Jean-Claude Juncker: Il faut répartir les efforts entre tous les Etats membres. Je n’ai pas l’intention de creuser l’idée de demander le maximum d’efforts aux nouveaux membres et le minimum aux anciens, mais s’imaginer que l’Espagne ou que d’autres pays: Portugal, Grèce, Irlande seraient les seuls à faire des efforts substantiels est une idée qui serait vouée à l’échec.
Le Monde: On dit qu’un budget plus tourné vers l’avenir favoriserait la recherche plutôt que l’agriculture ou la politique régionale. En même temps, il est impossible de répondre à un appel d’offres, tellement c’est compliqué. Le problème n’est-il pas plus d’organisation que budgétaire ?
Jean-Claude Juncker: Le budget européen gagnerait en importance et en visibilité s’il attribuait une part plus importante de ses moyens aux politiques innovatrices en matière de recherche et de développement. Mais je ne cesse d’être frappé par le fait que nous plaidons tous, en Europe, la cause de la déréglementation et de la lutte contre les excès bureaucratiques, mais lorsqu’il s’agit d’organiser l’Europe de l’intérieur, nous ajoutons de la bureaucratie à la bureaucratie.

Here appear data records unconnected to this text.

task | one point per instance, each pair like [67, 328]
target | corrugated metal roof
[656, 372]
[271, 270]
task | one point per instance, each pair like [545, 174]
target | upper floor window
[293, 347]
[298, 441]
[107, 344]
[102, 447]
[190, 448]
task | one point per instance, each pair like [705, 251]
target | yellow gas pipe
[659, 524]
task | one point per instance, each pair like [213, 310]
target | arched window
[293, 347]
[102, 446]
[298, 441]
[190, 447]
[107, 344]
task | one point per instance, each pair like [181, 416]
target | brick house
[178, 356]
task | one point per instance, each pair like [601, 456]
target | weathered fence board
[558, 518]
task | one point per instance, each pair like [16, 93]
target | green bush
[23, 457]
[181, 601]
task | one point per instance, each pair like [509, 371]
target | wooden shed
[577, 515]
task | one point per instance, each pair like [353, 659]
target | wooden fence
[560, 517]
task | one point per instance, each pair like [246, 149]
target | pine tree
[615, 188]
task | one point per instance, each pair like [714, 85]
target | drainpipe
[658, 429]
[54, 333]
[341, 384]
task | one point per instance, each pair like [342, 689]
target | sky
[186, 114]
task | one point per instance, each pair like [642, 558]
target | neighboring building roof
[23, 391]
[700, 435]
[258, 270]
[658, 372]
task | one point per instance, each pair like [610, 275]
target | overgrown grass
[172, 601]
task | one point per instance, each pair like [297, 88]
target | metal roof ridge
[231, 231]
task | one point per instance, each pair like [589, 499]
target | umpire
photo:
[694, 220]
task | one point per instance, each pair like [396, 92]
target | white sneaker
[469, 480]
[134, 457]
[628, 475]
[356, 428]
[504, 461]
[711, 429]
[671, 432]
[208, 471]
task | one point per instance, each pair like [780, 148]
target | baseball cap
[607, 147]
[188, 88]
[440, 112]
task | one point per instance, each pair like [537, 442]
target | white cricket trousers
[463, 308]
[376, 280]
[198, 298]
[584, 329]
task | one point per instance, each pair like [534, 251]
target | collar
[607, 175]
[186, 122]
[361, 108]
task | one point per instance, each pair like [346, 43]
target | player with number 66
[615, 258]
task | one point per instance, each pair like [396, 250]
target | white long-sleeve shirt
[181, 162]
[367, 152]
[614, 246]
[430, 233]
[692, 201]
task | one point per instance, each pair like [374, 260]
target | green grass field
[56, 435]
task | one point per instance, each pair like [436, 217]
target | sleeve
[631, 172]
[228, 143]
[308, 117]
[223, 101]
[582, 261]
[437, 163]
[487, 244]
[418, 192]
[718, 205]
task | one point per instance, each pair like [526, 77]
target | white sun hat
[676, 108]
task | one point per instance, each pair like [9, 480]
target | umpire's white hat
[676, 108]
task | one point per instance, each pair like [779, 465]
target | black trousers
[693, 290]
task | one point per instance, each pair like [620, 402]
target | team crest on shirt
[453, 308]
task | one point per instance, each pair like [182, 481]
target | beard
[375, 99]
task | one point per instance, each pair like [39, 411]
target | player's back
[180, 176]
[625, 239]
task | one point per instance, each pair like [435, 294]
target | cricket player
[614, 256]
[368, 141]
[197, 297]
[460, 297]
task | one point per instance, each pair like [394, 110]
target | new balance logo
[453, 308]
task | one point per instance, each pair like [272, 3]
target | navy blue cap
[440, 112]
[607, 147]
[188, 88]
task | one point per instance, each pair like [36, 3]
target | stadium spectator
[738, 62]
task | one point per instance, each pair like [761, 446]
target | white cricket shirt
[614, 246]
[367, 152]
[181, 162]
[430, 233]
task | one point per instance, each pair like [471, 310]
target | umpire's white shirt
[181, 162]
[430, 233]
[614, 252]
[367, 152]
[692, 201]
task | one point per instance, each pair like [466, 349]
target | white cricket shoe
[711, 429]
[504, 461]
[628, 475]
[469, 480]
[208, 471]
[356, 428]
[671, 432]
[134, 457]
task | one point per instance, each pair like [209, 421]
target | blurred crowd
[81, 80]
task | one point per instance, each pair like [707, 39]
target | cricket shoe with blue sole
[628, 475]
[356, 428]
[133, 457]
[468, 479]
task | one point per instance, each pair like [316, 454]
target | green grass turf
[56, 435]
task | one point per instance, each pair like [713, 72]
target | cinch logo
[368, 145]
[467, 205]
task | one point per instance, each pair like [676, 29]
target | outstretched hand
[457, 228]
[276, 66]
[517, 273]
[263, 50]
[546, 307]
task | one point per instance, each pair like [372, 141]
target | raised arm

Le Monde: Comment allez-vous gérer vos relations avec le président de la Banque centrale européenne, Jean-Claude Trichet ?
Jean-Claude Juncker: Il doit y avoir, entre le président de la BCE et celui de l’Eurogroupe, un dialogue constant qui, curieusement, gagne en clarté dans la mesure où il est le plus informel possible.
Le Monde: Dès votre nomination, en septembre, M. Trichet a dit : “M. Euro, c’est moi.” Ne cherche-t-il pas à défendre un rôle pris par la BCE, mais qui va au-delà de celui octroyé par les traités ?
Jean-Claude Juncker: Je comprends tout à fait, s’il l’a eue, la réaction du président de la BCE, qui consiste à dire que le président de l’Eurogroupe n’est pas, à titre exclusif, “M. Euro“, puisque celui-ci n’a pas a priori à s’occuper d’une façon très visible des différents aspects de la politique monétaire. Je n’ai jamais prétendu que j’aspirais aux fonctions de “M. Euro“. Je n’ai jamais revendiqué ce titre et je ne le revendiquerai pas. Nous devons organiser le dialogue entre le pôle économique de l’UEM (Union économique et monétaire) et son pôle monétaire.
Je ne conteste pas le droit à la Banque centrale d’exprimer des avis sur la politique économique de la zone euro : toutes les banques centrales, surtout celles qui sont indépendantes, l’ont toujours fait. Mais je ne voudrais pas qu’on conteste à l’Eurogroupe la possibilité d’entrer dans un dialogue vertueux avec la BCE sur certains aspects de la politique monétaire, à condition que nous n’érigions pas ce débat en controverse publique quotidienne.